Siamo nel 1996 e al Festival di Cannes vediamo per la prima volta un film chiamato Fargo, scritto e diretto da due fratelli: Joel e Ethan Coen, allora ancora poco conosciuti al grande pubblico. Fargo era il loro sesto film, ma fu il primo in grado si attirare su di loro le luci della ribalta e di fissare quelli che, di lì in avanti, sarebbero diventati gli stilemi di uno stile di regia particolare, da studiare nelle scuole di cinema (per la cronaca quell’anno, a Cannes, Fargo vinse il Premio della Giuria, cui poi seguirono diverse nomination ai Golden Globe e poi due oscar nel 1997, per la miglior sceneggiatura originale e per la migliore attrice protagonista).
Noi, che quello stile di regia, effettivamente, l’abbiamo studiato alla scuola di cinema, ci siamo accostati con occhi-a-forma-di-cuore alla omonima serie TV di casa FX.
Del film, la serie segue la trama solo per sommi capi: si tratta e si trattava di una storia di omicidi e truffe in una sperduta cittadina del Minnesota.
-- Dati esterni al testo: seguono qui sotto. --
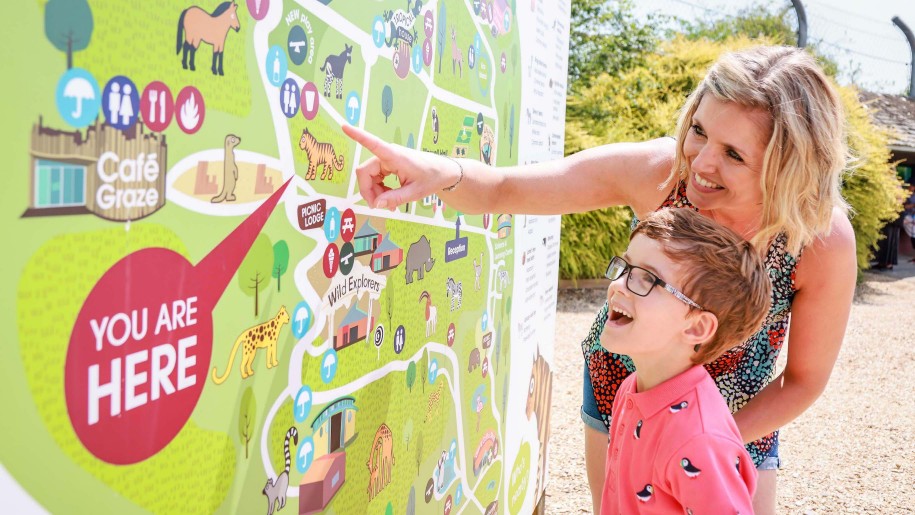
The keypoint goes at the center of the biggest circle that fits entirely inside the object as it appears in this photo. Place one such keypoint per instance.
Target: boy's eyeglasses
(641, 281)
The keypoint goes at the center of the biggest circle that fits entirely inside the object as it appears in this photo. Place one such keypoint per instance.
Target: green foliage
(606, 37)
(280, 261)
(68, 25)
(871, 186)
(256, 270)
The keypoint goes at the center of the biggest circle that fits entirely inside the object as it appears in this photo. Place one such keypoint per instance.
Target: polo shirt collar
(667, 393)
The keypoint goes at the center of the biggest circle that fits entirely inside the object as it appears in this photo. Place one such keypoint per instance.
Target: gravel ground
(869, 403)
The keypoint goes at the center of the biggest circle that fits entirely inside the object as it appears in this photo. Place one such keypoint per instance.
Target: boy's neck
(653, 372)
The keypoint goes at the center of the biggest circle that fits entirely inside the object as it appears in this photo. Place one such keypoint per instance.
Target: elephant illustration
(419, 257)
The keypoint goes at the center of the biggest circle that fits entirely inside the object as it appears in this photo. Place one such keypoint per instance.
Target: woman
(760, 148)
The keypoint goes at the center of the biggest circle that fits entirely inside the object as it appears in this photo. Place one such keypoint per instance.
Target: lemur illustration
(229, 170)
(276, 490)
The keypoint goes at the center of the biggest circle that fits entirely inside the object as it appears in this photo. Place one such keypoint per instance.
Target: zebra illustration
(334, 66)
(454, 290)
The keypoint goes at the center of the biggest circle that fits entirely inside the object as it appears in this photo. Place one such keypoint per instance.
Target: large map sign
(202, 313)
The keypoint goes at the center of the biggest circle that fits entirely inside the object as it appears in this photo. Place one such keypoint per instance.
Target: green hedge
(642, 103)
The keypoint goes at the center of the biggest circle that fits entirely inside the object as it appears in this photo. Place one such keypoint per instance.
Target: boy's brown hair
(721, 272)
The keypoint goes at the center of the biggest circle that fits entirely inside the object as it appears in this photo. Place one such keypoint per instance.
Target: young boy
(686, 290)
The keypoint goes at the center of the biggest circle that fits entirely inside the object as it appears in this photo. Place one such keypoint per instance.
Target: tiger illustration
(320, 154)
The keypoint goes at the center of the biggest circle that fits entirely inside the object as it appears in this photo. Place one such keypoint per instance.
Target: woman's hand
(420, 173)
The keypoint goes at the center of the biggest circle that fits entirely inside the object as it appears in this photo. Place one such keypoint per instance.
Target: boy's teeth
(707, 184)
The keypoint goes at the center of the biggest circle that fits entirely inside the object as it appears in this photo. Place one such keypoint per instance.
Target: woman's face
(725, 147)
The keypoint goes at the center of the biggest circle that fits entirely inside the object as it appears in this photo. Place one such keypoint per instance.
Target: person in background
(760, 147)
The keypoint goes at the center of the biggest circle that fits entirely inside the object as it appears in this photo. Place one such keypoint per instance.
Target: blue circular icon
(433, 371)
(329, 366)
(353, 107)
(305, 454)
(332, 224)
(400, 339)
(276, 66)
(301, 319)
(289, 98)
(297, 45)
(417, 58)
(378, 32)
(78, 98)
(121, 102)
(302, 404)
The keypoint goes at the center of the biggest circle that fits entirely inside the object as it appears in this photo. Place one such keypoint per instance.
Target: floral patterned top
(741, 372)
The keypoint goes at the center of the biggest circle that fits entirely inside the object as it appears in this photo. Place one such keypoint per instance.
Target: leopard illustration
(320, 154)
(261, 336)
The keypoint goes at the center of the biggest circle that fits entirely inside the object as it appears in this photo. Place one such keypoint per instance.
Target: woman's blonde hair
(807, 151)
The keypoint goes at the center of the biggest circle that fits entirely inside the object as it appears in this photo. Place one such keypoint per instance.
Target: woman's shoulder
(830, 254)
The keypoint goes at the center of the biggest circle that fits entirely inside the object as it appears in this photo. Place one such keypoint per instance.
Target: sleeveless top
(741, 372)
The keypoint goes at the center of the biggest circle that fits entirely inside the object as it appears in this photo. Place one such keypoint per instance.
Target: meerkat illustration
(229, 170)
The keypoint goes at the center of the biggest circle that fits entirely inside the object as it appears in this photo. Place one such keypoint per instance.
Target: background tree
(387, 102)
(247, 414)
(256, 270)
(442, 33)
(68, 25)
(411, 375)
(419, 451)
(408, 432)
(280, 261)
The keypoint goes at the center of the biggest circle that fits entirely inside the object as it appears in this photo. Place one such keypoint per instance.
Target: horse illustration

A fare la differenza allora, come adesso, sono il tono e lo stile. In un continuo ed equilibrato intreccio abbiamo di fronte crime, black comedy, la stessa atmosfera e lo stesso stile grottesco e surreale: Fargo costruisce una storia intrigante, raccontata però con uno sguardo personalissimo e riconoscibile come quello dei Coen. E’ una serie antologica come tante delle serie cult degli ultimi anni: possiamo citare, giusto gli esempi più eclatanti di American Horror Story o True Detective. Quindi la prima stagione ha una trama perfettamente auto-conclusiva mentre la seconda (ancora eventuale, ma ci auguriamo tantissimo di poterla vedere) seguirà personaggi e storie differenti, sempre ambientate nello stesso posto: Fargo è prima di tutto una città, un luogo innevato dove vogliamo restare perché, come abbiamo imparato, “molte cose possono capitare nel bel mezzo del nulla”.
La trama
Le vicende si dipanano seguendo un personaggio particolarissimo, che, senza troppa sicurezza, possiamo chiamare Lorne Malvo (Thornton): criminale misterioso e filosofico, che incontra e cambia la vita di Lester Nygaard (Freeman), pavido e represso venditore di assicurazioni. Da questo incontro scaturiscono un’infinità di avvenimenti, legati tra loro solo dall’attività criminale di Lorne Malvo: tensioni, distensioni, accadimenti tragici e totalmente divertenti la cui forza surreale è esaltata dal contesto, apparentemente “vuoto”, pieno solo di neve e silenzio. Ma accanto alla scrittura sempre calibrata in modo da inscenare violenza truce, ma in maniera leggera e divertente, bisogna dire grazie e grandi bravo al cast di attori.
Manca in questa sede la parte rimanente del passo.